Possible limitations of the study include the relatively small sample size, which could have limited our options for statistical analyses. However, the current sample size is similar to studies examining the relationship between nicotine deprivation and impulsivity (e.g., Field et al., 2006; Mitchell, 2004) and by using a within-subject design we were able to demonstrate robust effects of nicotine deprivation and of the interaction between nicotine deprivation and trait impulsivity. This study should be considered an initial exploration of the how multiple levels of nicotine deprivation are associated with various facets of trait impulsivity and cognitive processing. An additional potential limitation is the generalizability of the study. The relationships between nicotine deprivation, trait impulsivity, and cognitive processing in a community sample of regular daily smokers only extend up to 17 hours of deprivation. More work across extended periods of nicotine deprivation could determine whether trait impulsivity continues to factor into nicotine deprivation-associated changes in cognitive processing across longer periods of nicotine deprivation. Other possible limitations include that nicotine deprivation was confounded with cigarette abstinence, that subjective effects were not assessed that could differentiate between the 5 hours and 17 hours nicotine deprivation conditions, and that no measures of cotinine, the primary nicotine metabolite, were assessed immediately before task performance.

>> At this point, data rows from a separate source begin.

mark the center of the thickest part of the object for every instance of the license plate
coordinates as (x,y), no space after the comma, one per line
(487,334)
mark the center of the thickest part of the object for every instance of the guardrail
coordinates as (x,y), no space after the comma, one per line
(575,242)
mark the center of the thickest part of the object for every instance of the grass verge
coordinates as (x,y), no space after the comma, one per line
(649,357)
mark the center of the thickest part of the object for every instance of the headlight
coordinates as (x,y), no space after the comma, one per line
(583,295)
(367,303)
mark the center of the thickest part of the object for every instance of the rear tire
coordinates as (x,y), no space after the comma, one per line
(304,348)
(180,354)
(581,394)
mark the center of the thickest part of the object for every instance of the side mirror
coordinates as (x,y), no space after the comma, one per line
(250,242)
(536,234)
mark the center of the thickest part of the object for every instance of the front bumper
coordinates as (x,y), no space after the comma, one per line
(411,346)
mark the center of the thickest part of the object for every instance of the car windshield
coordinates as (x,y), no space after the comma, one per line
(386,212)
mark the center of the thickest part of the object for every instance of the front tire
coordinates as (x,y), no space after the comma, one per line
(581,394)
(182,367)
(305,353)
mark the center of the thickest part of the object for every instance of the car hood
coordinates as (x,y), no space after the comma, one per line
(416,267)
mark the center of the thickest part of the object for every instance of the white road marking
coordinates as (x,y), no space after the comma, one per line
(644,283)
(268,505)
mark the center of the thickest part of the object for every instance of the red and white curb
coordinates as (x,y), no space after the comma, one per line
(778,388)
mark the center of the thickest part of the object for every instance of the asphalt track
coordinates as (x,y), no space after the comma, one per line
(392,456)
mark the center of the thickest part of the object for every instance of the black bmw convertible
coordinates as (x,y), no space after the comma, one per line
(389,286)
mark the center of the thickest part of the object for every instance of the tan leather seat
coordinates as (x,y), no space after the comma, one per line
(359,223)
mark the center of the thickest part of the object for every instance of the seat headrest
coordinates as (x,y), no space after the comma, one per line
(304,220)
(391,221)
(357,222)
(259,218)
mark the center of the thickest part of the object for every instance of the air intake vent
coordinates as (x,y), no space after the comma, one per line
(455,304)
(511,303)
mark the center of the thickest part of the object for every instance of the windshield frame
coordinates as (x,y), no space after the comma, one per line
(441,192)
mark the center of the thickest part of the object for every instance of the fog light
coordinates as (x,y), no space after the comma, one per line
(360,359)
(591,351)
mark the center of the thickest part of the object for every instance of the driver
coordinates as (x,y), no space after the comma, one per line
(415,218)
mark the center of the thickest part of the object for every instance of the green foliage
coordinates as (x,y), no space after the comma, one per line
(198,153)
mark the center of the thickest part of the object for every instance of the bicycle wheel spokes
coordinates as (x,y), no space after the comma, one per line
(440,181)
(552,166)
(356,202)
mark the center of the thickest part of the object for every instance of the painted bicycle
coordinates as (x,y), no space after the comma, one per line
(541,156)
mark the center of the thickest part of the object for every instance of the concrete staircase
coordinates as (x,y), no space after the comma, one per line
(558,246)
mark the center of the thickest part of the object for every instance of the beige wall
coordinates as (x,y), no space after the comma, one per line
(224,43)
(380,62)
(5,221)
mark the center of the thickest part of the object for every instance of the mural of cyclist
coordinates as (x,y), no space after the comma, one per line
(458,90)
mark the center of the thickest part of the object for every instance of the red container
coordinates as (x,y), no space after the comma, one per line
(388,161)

Along with past research, the present findings highlight the importance of considering how nicotine deprivation might interact with personality factors such as impulsivity to differentially affect cognitive functioning in smokers attempting to quit smoking. This study demonstrated that multiple levels of nicotine deprivation slowed cognitive processing and that these changes were related to the smokers’ levels of trait impulsivity. As higher rates of impulsivity have been associated with less successful smoking cessation attempts (e.g., Doran et al., 2004), understanding how nicotine deprivation interacts with impulsivity continues to be an area of future examination. Moreover, a greater under standing of how trait personality factors, such as impulsivity, influence smoking cessation rates could aid in the development of individualized treatments.